While tight blood glucose control appears to be the holy grail of diabetes management, screening with appropriate and timely treatment is key to preventing visual loss from diabetic retinopathy (DR). DR is the leading cause of preventable blindness in Australians younger than 60 years, mainly from the development of diabetic macular oedema (DME) and the sequelae of advanced proliferative DR.1 However, the detection and timely treatment of DR with laser photocoagulation can prevent nearly all cases of severe vision loss and blindness.2 3 Thus, the 2008 National Health and Medical Research Council (NHMRC) guidelines for DR management recommend regular ocular review of patients with diabetes.1 However, many people with diabetes do not achieve this,4 demonstrating the need to develop systematic approaches to DR screening that will improve access and minimise preventable blindness by detecting DR before any risk of visual loss from more advanced retinopathy signs, particularly early DME.

Indigenous Australians have between two and four times the rate of diabetes compared with non-Indigenous people,5 and their access to health services is known to be problematic owing to affordability, transport, racism, cultural and language barriers.5 6 The recently released National Indigenous Eye Health Survey reports that of Indigenous people with diabetes, 36% have diabetic eye disease but only 20% of these have had a recent eye examination and only 37% had received the laser surgery they need.7 To improve access for our Indigenous patients with diabetes and to achieve the recommended yearly retinal screening,1 we introduced a program of retinal photography in our urban Indigenous primary health care service. Retinal photography has been successfully used in remote Indigenous primary care8 but has not been reported in urban Indigenous primary care. Therefore, we aimed to determine the impact of this screening program on access to appropriate screening and referrals, and secondly to determine the feasibility and acceptability of this service to our patients.


The Inala Indigenous Health Service (IIHS) is a Queensland Government primary health care facility situated in south-west Brisbane. The clinic has approximately 150 adult patients with diabetes who regularly attend for their diabetes annual cycle of care visits, at which time, diabetic eye complications are discussed and referrals made. There are three public ophthalmology outpatient clinics within 20km of the clinic, a bulk-billing ophthalmologist in a nearby suburb and bulk-billing optometrists in the shopping centre across the road. Waiting time for a public hospital ophthalmologist was approximately 6–12 months following referral. For private bulk-billing ophthalmologists the waiting time was no more than 4 weeks. Optometrists were available without a waiting time or referral letter.

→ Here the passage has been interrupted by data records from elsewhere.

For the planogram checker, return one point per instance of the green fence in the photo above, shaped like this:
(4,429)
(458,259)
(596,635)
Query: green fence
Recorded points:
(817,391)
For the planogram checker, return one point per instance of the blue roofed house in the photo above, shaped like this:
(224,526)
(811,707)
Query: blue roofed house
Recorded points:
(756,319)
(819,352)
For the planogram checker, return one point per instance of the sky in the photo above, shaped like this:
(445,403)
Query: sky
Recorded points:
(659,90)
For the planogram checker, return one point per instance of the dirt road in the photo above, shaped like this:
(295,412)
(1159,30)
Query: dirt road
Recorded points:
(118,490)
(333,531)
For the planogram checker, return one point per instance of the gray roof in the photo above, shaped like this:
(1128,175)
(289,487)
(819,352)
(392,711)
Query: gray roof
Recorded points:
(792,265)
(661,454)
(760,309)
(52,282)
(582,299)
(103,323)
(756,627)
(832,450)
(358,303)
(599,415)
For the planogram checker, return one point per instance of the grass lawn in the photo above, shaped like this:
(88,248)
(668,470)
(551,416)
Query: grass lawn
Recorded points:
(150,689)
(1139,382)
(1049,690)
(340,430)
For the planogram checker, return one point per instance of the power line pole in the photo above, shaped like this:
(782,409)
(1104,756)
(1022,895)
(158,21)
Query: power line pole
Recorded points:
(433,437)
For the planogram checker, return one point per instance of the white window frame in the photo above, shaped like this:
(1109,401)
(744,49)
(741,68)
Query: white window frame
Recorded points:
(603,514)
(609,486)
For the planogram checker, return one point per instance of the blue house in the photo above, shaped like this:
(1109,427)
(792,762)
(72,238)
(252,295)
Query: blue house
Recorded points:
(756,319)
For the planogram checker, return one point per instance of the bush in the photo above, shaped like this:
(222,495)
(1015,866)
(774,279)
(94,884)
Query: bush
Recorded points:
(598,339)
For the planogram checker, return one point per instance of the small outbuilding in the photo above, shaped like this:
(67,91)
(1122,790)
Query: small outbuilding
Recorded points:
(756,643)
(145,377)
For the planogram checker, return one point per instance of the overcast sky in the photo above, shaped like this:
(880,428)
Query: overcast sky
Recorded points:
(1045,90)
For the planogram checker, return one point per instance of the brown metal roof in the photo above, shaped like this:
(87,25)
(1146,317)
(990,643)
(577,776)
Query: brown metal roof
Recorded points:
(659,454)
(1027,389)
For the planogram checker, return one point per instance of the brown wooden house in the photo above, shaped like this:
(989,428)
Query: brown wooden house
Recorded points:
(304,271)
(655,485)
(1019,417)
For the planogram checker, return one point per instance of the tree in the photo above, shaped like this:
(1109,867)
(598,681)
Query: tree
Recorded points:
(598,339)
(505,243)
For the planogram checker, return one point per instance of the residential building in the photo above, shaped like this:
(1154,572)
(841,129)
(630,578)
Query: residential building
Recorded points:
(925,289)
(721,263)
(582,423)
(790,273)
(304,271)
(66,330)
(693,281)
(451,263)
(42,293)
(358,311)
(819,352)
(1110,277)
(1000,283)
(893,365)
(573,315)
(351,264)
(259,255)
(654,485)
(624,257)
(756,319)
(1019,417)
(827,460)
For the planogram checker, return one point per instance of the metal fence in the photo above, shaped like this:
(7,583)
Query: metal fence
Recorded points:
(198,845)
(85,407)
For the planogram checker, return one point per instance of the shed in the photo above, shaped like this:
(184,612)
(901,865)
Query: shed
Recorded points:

We purchased a Canon CR-DGi digital non-mydriatic retinal camera costing approximately $40,000. We located the camera in the IIHS general treatment area, and hung special black-out curtains to ensure a dark room for maximum eye dilatation.

We opportunistically recruited adults with diabetes attending the health service for their ADC visits over a two-year period (1 October 2007 – 30 September 2009). After obtaining informed consent from patients, suitably trained practice nurses took single photographs of each retina. Dilatation drops were only used if the photo was judged by the general practitioner (GP) to be uninterpretable.

Two of the clinic GPs completed a four hour training program through The University of Queensland Discipline of General Practice (DGP) and accreditation assessment with the Royal Australian and New Zealand College of Ophthalmologist's (RANZCO) Queensland Faculty. As previously described, GPs’ diagnostic accuracy was confirmed by two independent and masked ophthalmologists double-reading the retinal photographs from the first 100 patients.9

The GPs read the retinal photographs, and using a purposefully designed recording form, diagnosed and graded the DR (according to the NHMRC guidelines1) diagnosed any non-diabetic retinal pathology, and developed appropriate referral plans. Age, gender, HbA1c, known duration of diabetes and blood pressure were collected during the patient's ADC visit and also recorded. Referrals made to specialist ophthalmologist outpatient clinics, and the outcome of these referrals, for the year preceding and following the IIHS based retinal photographs were extracted from the patient's medical record (Practix, version 1.34, build 1.43; iSoft, Sydney, NSW). Descriptive analyses were used to determine the characteristics of our participants, referrals made, and the outcomes of these referrals. Data were entered into an Excel database and graphs constructed using the same Excel software (Microsoft Excel, 2003; Microsoft, Redmond, Wash, USA).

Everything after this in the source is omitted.